Sirtinol abrogates late phase of cardiac ischemia preconditioning in rats.

Abstract

The aim of this study was to investigate the effect of sirtinol, as an inhibitor of sirtuin NAD-dependent histone deacetylases, on myocardial ischemia reperfusion injury following early and late ischemia preconditioning (IPC). Rats underwent sustained ischemia and reperfusion (IR) alone or proceeded by early or late IPC. Sirtinol (S) was administered before IPC. Arrhythmias were evaluated based on the Lambeth model. Infarct size (IS) was measured using triphenyltetrazolium chloride staining. The transcription level of antioxidant-coding genes was assessed by real-time PCR. In early and late IPC groups, IS and the number of arrhythmia were significantly decreased (P<0.05 and P<0.01 vs IR, respectively).
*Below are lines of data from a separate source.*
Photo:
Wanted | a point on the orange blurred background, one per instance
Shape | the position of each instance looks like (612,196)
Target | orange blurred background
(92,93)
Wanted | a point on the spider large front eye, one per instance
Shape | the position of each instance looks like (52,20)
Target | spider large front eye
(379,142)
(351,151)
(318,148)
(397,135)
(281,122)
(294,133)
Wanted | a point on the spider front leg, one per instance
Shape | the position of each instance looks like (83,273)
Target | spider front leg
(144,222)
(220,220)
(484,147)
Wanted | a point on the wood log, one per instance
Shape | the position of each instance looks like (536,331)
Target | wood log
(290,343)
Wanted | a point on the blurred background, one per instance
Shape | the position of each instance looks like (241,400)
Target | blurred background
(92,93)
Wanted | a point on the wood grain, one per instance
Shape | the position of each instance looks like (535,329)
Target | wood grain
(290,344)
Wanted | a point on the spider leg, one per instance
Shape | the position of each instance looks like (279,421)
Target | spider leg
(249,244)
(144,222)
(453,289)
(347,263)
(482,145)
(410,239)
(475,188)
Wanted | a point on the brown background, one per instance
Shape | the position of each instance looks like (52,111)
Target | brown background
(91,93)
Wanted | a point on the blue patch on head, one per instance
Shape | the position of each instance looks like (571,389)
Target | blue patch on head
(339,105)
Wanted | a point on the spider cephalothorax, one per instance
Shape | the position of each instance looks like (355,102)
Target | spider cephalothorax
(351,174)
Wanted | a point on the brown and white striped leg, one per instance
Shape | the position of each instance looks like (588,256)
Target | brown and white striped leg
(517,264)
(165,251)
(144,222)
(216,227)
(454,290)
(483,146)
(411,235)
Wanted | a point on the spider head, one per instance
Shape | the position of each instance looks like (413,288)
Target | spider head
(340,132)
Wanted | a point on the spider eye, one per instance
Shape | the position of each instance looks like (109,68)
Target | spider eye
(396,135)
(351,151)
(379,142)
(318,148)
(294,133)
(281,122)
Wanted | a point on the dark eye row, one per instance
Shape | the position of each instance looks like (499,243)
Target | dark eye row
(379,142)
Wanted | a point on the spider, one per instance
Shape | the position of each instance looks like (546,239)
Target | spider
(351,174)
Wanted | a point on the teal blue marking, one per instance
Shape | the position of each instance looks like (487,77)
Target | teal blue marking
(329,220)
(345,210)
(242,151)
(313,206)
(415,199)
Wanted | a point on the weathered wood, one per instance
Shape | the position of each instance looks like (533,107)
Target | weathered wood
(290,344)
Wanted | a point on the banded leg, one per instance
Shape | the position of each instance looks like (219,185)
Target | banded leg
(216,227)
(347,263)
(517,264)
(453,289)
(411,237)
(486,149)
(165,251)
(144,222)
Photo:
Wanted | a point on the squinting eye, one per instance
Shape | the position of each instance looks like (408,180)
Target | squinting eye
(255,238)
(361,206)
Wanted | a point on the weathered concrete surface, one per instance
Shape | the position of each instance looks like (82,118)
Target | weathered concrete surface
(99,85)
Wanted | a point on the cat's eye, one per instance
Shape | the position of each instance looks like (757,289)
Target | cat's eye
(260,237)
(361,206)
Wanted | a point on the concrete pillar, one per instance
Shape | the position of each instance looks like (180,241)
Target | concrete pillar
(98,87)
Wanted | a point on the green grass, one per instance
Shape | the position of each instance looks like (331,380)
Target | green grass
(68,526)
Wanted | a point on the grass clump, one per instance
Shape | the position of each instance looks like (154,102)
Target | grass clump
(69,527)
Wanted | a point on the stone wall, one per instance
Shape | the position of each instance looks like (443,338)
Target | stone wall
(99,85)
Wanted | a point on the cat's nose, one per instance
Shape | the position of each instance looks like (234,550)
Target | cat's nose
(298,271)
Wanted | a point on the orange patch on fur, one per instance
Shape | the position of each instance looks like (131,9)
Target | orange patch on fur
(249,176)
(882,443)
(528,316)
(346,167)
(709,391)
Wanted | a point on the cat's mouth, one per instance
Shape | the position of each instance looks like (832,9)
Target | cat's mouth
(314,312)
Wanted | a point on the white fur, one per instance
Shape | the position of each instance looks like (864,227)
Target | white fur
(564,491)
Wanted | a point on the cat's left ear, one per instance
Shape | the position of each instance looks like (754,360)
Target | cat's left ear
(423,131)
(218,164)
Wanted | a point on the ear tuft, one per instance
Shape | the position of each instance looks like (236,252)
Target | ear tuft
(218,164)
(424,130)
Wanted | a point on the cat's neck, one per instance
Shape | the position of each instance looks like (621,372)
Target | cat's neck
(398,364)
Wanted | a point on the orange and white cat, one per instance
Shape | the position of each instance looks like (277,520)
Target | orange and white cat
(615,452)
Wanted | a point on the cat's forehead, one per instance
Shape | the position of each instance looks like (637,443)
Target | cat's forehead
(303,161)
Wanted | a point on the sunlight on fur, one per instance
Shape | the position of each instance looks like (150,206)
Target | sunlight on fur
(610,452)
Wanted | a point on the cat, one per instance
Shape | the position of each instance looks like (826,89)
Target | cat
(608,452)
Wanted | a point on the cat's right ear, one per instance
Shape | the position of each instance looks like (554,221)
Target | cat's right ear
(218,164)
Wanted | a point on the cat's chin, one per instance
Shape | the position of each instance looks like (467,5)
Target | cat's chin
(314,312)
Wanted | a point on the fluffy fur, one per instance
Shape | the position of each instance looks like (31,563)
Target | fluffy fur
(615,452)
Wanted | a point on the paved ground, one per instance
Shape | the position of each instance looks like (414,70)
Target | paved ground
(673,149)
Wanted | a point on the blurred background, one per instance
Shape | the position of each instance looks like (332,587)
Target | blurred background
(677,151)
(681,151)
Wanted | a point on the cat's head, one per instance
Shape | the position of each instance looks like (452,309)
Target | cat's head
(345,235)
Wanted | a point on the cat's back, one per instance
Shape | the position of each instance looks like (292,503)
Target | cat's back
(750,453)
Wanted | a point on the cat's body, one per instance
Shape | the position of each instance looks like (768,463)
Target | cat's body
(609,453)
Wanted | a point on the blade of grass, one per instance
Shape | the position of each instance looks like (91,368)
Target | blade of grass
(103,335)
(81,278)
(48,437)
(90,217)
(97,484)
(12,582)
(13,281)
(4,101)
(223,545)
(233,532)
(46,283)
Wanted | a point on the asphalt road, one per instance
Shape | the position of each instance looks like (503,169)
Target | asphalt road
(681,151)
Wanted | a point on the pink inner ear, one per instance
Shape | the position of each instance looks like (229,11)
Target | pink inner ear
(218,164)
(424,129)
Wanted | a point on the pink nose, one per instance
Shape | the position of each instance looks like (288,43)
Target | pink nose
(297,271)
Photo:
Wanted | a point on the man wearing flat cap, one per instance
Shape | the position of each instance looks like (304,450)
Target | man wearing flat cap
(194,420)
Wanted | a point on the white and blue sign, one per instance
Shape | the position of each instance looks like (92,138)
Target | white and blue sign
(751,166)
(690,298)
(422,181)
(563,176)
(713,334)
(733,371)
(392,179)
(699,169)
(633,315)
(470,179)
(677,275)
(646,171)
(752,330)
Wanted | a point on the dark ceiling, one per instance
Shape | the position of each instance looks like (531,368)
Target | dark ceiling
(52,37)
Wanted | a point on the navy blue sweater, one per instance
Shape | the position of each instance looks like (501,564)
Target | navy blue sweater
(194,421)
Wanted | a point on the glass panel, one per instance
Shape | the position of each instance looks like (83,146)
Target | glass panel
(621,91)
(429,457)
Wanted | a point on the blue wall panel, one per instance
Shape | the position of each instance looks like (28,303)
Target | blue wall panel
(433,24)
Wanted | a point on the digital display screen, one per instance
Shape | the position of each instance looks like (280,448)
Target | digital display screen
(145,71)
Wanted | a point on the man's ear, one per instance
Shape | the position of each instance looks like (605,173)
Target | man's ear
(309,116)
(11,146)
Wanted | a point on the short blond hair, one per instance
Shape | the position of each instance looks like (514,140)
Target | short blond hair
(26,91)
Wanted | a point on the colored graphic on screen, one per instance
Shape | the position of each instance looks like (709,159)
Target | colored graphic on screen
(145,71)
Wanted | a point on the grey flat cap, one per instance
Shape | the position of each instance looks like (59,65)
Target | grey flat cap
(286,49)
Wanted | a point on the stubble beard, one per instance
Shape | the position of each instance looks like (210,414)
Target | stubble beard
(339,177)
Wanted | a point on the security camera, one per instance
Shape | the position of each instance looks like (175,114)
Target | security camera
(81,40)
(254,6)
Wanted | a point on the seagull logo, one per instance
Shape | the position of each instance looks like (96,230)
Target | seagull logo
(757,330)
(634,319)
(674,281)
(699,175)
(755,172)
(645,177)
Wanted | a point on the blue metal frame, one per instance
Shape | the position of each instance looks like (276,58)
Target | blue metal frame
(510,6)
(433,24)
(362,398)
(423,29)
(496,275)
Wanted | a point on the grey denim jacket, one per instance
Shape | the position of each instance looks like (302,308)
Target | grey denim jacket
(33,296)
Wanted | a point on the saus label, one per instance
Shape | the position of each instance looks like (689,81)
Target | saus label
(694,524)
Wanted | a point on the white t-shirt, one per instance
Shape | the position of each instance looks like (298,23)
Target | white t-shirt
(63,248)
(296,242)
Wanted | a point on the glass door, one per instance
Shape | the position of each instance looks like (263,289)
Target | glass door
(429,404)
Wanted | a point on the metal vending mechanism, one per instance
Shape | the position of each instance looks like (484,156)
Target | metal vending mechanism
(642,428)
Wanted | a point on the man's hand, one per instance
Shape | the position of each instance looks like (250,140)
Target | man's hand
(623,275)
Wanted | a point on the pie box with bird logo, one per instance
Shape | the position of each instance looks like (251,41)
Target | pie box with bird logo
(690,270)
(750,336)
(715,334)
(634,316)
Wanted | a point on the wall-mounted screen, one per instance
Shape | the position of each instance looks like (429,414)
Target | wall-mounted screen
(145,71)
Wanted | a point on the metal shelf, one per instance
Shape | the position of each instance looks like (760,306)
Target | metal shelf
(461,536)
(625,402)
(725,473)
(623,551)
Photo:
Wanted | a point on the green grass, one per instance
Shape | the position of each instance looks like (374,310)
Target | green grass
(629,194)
In S+early IPC, incidences of arrhythmia and IS were not different compared with the early IPC group. However, in S+late IPC the IS was different from the late IPC group (P<0.05). In late IPC but not early IPC, transcription levels of catalase (P<0.01) and Mn-SOD (P<0.05) increased, although this upregulation was not significant in the S+late IPC group. Our results are consistent with the notion that different mechanisms are responsible for early and late IPC. In addition, sirtuin NAD-dependent histone deacetylases may be implicated in late IPC-induced cardioprotection.